Will you still need me, will you still feed me
When I’m sixty-four
— The Beatles
It’s my 64th birthday. Aside from feeling the creeping inevitability of age, and anticipating an onslaught of Beatle jokes from my friends, there is a darker, more sinister meaning to turning 64. You see, my father was 64 when he died; 64 years and 247 days, to be exact. Making this conjunction is something that has haunted me for a number of years. And now that it is finally here, I am forced to examine and confront not only my own mortality, but to revisit my father Willie Morris’ passing almost 25 years ago.
Last year I published “Love, Daddy: Letters From My Father.” The book represented more than 20 years’ worth of letters he had written to me, accompanied by portraits I made of him. In many ways it was my attempt at coming to terms with the complexities of our relationship so many years after his death. It has brought me great peace. Just last month I was on a panel at a conference in Mississippi discussing his legacy with old friends.
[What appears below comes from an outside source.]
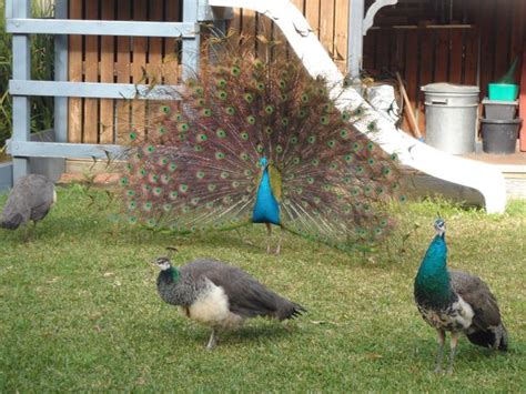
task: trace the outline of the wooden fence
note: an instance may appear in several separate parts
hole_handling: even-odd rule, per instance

We all told stories and laughed and celebrated his life.
David Rae Morris’ book “Love, Daddy: Letters From My Father.” The book represented more than 20 years’ worth of letters his father Willie Morris had written to, accompanied by the son’s portraits of him. Book cover courtesy University Press of Mississippi
My father was on a roll when he left us. He had just finished the first draft of his contribution to our book, “My Mississippi,” and he had gotten to see an early screening of Jay Russell’s film adaptation of his book “My Dog Skip”—a sweet memoir about his childhood companion. He was beginning work on a narrative about his father and baseball, a book he said was going to write itself.
He was enjoying life to its fullest. He was still very much the mischievous boy. On his last birthday, his friends agreed that he was 64 going on 9.